Continued work is, of course, required, especially since encouraging results in a murine model do not always pan out in humans. The OmpA seems an excellent choice for a vaccine antigen, but there may be a very small (but extant) percentage of the bug strains which don’t express OmpA (which means that the anti-OmpA antibody may not recognize them). Nevertheless, the evidence suggests that vaccination with OmpA and/or treatment with an agent that can suppress LPS production by the bug may likely confer protection against a vast majority of A. baumannii strains, even if they have become resistant to conventional antibacterial drugs.
What prompted me to revisit my old post and look up Brad Spellberg’s work in this field? On Twitter, science communicator Maryn McKenna pointed at a report, published today, which made some serious observations regarding Carbepenem-resistant A. baumannii. For context, carbapenem-resistant Acinetobacter is found all over the world; genetic studies have grouped the clinical isolates into eight distinct clusters, of which a cluster called European Clone II is present across the Americas, Europe, Israel, Asia, Australia and South Africa. Interestingly, it is not normally associated with the skin or the environment; but we don’t know if it has any natural reservoir. What we do know is that it is extremely hardy, able to survive long-term on a variety of common fomites, which is possibly why it spreads via human contact transmission and/or environmental contamination.

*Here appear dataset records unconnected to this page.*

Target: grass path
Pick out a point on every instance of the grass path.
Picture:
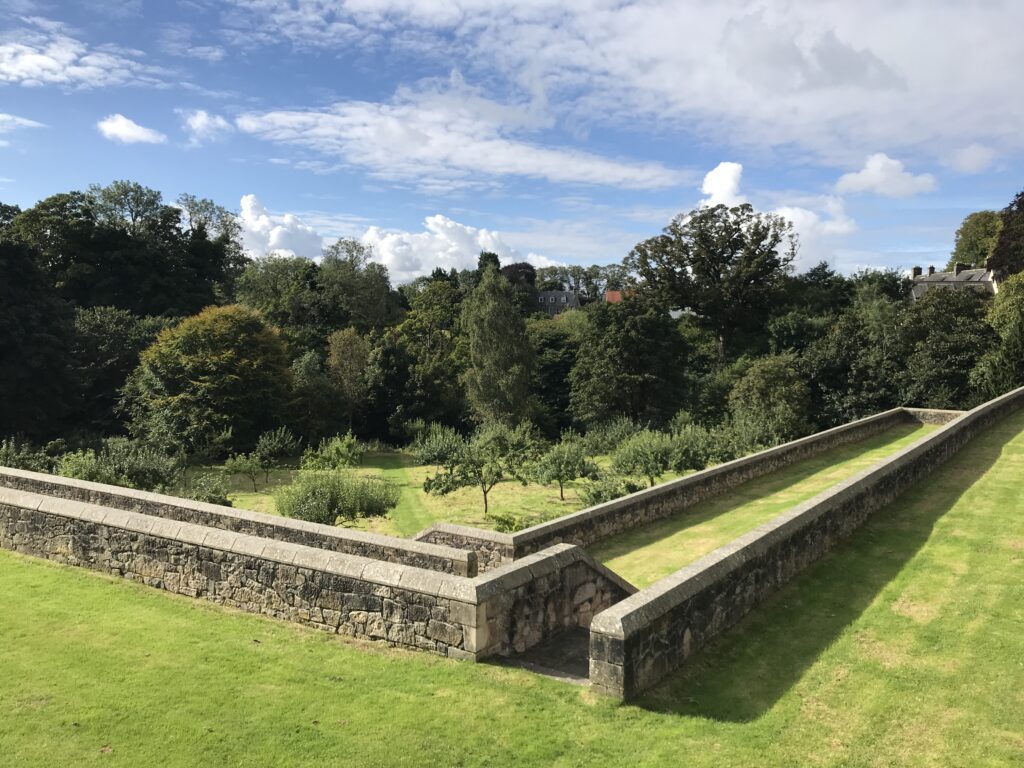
(644, 555)
(903, 647)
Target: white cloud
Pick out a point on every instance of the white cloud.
(42, 52)
(972, 159)
(832, 77)
(11, 123)
(121, 129)
(722, 185)
(887, 177)
(263, 232)
(445, 138)
(203, 127)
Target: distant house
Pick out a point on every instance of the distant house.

The molecular signatures of these resistant bacteria are well-studied, so that scientists are able to match them to clinical and environmental isolates. The study published in Eurosurveillance today investigated A. baumannii isolates recovered from a secondary municipal waste-water treatment plant in Zagreb, Croatia, which receives combined sewage water from domestic, hospital, industrial and storm water sources; the bug was discovered in both the raw waste-water pouring into the plant (~60% in proportion in relation to all heterotrophic bacteria found) and the treated effluent (~30% similarly), and all the isolates were resistant to multiple drugs, including carbapenem. What’s more alarming is that some of these bugs could survive and multiply in the presumed-sterilized water coming out of the treatment plant. (Note: ‘heterotrophic bacteria’ are ones that can use organic substances for sustenance.)

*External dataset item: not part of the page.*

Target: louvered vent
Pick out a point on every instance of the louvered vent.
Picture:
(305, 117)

As the research report points out, “In Croatia, proportions of carbapenem-resistant A. baumannii strains in clinical samples increased drastically from 2008 to 2012 (10% to 73% of isolates respectively), with some individual hospitals recording a rate of 90%” — which, unfortunately, fits well with the observations made in this paper. Based on the genetic signatures of these isolates, the authors have speculated if some of these mutation-carrying genes, responsible for carbapenem resistance, don’t also confer some resistance to adverse environmental conditions in sewage as well as the chemical disinfection (via chlorination) process.

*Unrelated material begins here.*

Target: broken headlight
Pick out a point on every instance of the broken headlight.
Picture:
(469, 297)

Carbapenem resistance in A. baumannii is generally conferred by over-expression of a group of enzymes called β-lactamases, capable of breaking up a broad range of β-lactam antibiotics, including carbapenem; the β-lactamases active in A. baumannii are mostly oxacillinases, and less frequently, metallo-β-lactamases (MBLs). The bugs isolated from the Croatian plant contained both, including the dreaded New Delhi Metallo-β-Lactamase (NDM-1). This is of serious public health concern; these observations cast doubt on the efficacy of chlorination for sewage treatment, and more importantly, underline the grave realization that the effluent waste-water is adding this virulent pathogen to the Sava river, and finally into the Danube — whose eventual environmental and public health consequences may be grievous.